Earlier, the military spokesman said government troops were having difficulties in Marawi’s urban terrain.
Aside from the government casualties, at least 303 terrorists have been killed and 382 firearms seized by the military and police.
Fighting also claimed the lives of a total of 44 civilians, include the 17 people said to have been executed by the Maute group and whose remains were reported to have been recovered on Wednesday.
The Maute men, along with Abu Sayyaf leader Isnilon Hapilon, led the attack on Marawi City last May 23 in what the government claims was an attempt to turn the Muslim-majority city into an IS province.
The attack forced President Rodrigo Duterte to place Mindanao under martial law.
Last weekend, a unilateral truce was declared by the military in observance of Eid’l Fitr, which marks the end of the holy month of Ramadan, with an eight-man group led by religious leaders going to “ground zero” to negotiate with the Maute to release the hostages, which include Fr.
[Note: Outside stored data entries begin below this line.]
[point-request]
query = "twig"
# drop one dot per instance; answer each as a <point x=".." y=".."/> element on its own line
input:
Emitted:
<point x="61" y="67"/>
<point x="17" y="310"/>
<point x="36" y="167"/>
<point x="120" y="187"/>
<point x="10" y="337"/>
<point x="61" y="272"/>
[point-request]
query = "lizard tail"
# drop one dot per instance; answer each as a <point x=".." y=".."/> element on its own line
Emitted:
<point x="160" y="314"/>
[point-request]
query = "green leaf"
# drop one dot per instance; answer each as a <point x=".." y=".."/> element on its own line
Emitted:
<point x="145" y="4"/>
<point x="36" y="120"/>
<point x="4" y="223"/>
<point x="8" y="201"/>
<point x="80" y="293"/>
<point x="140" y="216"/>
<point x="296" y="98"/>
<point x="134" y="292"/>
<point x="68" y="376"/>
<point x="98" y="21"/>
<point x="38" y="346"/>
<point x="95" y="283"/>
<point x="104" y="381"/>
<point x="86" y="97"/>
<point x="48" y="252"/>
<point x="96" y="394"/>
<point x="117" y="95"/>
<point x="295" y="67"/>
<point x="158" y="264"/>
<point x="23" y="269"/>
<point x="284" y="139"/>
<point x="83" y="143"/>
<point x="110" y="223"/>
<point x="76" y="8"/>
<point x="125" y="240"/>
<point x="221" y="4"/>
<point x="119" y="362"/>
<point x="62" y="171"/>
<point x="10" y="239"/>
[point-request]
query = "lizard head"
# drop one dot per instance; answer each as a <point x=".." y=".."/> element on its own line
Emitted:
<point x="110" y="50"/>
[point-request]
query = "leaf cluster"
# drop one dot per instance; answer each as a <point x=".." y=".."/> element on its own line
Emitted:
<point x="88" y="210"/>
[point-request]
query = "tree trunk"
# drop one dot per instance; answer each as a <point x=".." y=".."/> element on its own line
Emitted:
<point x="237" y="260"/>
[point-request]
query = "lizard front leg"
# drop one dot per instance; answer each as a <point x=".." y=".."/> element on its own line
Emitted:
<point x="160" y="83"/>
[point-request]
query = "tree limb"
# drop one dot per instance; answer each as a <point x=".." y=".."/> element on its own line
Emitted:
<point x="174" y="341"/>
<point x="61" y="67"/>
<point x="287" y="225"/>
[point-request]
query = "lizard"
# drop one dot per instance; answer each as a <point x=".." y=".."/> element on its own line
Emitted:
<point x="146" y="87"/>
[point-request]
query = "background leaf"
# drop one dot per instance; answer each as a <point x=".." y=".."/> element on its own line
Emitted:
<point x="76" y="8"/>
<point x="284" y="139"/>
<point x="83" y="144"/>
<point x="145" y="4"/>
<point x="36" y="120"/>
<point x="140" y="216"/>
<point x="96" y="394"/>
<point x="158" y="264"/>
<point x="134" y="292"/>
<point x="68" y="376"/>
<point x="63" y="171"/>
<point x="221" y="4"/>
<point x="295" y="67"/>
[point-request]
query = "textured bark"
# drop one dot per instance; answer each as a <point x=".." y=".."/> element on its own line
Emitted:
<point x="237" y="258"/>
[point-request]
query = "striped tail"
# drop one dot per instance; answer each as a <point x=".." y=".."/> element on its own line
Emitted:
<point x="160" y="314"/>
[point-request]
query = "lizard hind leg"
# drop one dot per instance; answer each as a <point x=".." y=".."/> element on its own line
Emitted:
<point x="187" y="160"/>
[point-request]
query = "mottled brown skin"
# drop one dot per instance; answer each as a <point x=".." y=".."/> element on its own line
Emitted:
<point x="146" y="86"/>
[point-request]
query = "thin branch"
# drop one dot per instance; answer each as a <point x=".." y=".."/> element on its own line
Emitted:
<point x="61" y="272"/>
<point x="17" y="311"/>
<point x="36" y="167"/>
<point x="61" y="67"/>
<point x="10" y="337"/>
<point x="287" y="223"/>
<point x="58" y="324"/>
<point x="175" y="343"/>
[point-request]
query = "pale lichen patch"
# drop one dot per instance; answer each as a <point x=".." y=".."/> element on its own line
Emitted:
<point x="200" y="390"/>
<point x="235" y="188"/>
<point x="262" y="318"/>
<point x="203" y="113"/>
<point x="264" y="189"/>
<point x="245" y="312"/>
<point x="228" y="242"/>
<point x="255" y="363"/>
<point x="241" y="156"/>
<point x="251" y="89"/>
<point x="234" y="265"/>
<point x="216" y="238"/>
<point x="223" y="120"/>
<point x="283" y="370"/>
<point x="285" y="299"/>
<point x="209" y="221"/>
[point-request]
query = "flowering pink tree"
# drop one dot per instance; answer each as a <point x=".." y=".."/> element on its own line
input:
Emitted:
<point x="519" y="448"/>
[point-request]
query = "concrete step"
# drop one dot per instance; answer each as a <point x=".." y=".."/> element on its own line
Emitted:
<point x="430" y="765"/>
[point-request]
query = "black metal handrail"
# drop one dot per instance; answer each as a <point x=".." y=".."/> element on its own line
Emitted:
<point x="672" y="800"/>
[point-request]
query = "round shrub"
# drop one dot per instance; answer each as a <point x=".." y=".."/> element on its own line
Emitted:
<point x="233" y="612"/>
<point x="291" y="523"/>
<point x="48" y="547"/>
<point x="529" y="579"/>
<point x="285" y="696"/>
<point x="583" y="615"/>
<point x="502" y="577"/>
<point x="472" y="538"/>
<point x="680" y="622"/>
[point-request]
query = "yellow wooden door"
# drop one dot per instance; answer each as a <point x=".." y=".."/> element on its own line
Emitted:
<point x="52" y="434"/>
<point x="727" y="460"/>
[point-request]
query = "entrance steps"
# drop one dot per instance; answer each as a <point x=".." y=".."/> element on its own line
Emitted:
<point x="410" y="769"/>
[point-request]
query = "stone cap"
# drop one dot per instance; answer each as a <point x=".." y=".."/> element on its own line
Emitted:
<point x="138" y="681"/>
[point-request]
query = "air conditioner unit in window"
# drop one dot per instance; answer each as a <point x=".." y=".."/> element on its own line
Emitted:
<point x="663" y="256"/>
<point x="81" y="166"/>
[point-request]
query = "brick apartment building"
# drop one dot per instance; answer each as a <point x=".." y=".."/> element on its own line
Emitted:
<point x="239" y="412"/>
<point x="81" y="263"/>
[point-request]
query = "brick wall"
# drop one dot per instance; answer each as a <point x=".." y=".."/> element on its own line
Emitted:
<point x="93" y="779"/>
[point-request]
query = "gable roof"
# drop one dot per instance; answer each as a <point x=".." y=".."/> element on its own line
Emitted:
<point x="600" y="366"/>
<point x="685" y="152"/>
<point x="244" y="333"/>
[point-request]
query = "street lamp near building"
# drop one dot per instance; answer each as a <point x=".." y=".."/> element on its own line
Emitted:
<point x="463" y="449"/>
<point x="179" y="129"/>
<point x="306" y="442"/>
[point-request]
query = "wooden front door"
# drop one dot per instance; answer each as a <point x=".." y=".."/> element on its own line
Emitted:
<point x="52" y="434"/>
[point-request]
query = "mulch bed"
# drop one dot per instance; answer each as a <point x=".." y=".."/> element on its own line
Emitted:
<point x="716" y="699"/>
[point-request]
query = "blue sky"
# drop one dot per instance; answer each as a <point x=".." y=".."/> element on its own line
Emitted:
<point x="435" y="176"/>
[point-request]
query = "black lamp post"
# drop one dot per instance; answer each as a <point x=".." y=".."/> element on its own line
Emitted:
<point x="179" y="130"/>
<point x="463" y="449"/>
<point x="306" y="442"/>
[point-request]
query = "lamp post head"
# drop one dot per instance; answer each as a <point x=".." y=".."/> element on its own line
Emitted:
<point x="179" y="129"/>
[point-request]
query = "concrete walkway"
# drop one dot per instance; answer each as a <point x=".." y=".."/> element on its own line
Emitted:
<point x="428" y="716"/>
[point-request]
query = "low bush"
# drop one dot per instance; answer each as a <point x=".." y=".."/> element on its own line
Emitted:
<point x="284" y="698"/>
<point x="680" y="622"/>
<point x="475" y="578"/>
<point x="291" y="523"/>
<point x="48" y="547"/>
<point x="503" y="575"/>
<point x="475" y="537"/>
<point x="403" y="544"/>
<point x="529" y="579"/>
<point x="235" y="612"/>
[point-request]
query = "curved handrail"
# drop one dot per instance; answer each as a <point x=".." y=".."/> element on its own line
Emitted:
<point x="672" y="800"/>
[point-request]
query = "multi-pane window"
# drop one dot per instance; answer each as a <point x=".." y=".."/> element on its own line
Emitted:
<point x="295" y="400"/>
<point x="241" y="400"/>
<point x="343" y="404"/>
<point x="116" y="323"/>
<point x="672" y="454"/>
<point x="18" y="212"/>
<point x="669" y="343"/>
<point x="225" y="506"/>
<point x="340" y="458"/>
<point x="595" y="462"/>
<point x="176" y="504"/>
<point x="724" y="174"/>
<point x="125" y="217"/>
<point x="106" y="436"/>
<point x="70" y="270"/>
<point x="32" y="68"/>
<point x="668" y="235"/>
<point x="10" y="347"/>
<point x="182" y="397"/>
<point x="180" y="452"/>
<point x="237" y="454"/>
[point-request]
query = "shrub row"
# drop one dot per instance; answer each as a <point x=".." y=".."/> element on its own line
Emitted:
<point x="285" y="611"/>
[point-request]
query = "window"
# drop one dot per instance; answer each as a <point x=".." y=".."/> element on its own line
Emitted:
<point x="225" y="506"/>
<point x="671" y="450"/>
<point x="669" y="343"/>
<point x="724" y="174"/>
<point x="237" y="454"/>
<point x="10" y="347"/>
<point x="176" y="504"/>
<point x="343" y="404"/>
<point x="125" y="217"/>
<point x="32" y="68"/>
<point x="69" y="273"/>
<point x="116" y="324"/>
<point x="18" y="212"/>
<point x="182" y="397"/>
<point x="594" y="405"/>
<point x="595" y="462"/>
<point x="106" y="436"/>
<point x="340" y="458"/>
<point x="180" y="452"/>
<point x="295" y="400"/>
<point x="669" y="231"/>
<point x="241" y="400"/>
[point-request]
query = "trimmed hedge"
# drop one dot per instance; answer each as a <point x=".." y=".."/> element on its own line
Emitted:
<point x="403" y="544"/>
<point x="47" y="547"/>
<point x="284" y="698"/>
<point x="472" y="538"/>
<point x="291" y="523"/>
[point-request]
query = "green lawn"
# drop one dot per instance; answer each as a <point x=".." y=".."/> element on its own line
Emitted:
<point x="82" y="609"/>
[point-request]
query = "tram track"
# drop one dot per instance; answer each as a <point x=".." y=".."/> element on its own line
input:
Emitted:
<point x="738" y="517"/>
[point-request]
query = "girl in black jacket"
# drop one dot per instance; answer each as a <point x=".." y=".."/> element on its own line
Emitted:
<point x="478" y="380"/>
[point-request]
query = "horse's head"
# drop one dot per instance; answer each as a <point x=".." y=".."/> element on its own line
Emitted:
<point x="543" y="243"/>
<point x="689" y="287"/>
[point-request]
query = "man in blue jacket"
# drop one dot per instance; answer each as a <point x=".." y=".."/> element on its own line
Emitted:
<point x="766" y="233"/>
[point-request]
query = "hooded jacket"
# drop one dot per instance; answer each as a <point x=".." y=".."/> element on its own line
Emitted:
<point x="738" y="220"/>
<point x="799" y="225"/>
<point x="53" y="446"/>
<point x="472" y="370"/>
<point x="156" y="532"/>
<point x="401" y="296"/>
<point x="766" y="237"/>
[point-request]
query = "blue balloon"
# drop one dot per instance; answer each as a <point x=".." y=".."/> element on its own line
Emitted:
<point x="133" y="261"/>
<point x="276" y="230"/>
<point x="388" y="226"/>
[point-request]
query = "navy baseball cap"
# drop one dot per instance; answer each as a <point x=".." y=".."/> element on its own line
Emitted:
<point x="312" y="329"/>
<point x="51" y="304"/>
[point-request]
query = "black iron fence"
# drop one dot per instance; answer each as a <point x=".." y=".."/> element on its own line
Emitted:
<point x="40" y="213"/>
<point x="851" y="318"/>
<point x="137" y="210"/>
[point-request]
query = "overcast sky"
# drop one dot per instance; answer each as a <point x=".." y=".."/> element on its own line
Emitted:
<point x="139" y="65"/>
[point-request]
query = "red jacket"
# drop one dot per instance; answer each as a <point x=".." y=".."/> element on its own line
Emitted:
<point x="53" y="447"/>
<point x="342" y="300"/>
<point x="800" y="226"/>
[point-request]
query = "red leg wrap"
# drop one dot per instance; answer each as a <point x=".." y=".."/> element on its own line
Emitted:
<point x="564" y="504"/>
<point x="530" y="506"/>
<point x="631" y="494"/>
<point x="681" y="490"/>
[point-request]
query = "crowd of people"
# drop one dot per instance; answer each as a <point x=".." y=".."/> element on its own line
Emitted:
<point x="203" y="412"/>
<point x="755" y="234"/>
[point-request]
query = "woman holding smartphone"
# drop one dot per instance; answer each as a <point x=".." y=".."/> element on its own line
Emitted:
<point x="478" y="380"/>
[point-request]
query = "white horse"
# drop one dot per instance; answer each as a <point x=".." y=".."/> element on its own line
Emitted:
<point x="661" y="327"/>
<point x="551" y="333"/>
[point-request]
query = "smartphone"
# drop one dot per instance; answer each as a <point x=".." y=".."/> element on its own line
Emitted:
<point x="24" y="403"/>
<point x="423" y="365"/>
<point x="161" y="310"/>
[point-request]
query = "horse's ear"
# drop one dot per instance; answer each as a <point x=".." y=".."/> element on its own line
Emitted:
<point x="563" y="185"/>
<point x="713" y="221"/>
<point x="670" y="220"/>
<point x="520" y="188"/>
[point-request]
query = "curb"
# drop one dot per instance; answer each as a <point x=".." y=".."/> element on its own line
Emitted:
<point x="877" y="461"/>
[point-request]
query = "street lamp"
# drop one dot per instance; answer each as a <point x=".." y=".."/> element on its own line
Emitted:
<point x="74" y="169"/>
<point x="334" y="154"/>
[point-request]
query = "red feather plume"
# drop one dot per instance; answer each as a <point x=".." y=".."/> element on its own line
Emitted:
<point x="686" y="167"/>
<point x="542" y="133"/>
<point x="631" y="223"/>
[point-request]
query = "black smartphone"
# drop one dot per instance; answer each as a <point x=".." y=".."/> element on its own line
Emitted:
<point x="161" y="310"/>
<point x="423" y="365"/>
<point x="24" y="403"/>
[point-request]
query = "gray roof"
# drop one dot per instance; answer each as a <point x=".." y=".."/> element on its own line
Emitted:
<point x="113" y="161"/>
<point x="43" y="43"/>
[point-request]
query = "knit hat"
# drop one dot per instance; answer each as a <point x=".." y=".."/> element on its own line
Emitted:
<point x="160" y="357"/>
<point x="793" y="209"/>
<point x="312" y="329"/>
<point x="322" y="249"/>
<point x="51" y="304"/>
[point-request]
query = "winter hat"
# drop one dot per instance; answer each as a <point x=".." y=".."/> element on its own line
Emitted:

Teresito “Chito” Suganob.
Based on reports, the terrorists told the negotiators they would free Suganob in exchange for the freedom of the parents of the Maute brothers, Farhana and Cayamora, who were arrested in separate operations by police and military men.
Military officials rejected the offer.
“We wish to reiterate that Government’s policy not to negotiate with terrorists remains. Hence, any demands made inside Marawi hold no basis,” Padilla said in a statement.
“Let us continue to remind the public that the gravity of the offense of all these terrorists and their supporters is immense and they must all be held accountable for all their actions,” Padilla continued.
The Cagayan de Oro City Police Office on Friday held one suspected terrorist identified as Jerusalem Runeje, 29.
Authorities said Runeje admitted to being a member of the Abu Sayyaf group and confirmed that his photograph was among those included in posters of wanted terrorists.
“However, further validation and verification [with]other [intelligence agencies]are still ongoing,” a police report said.
Padilla said it would pursue its offensive against the Maute members, amid consultations between national agencies in preparation for the rehabilitation, reconstruction and rebuilding of Marawi City once fighting ends.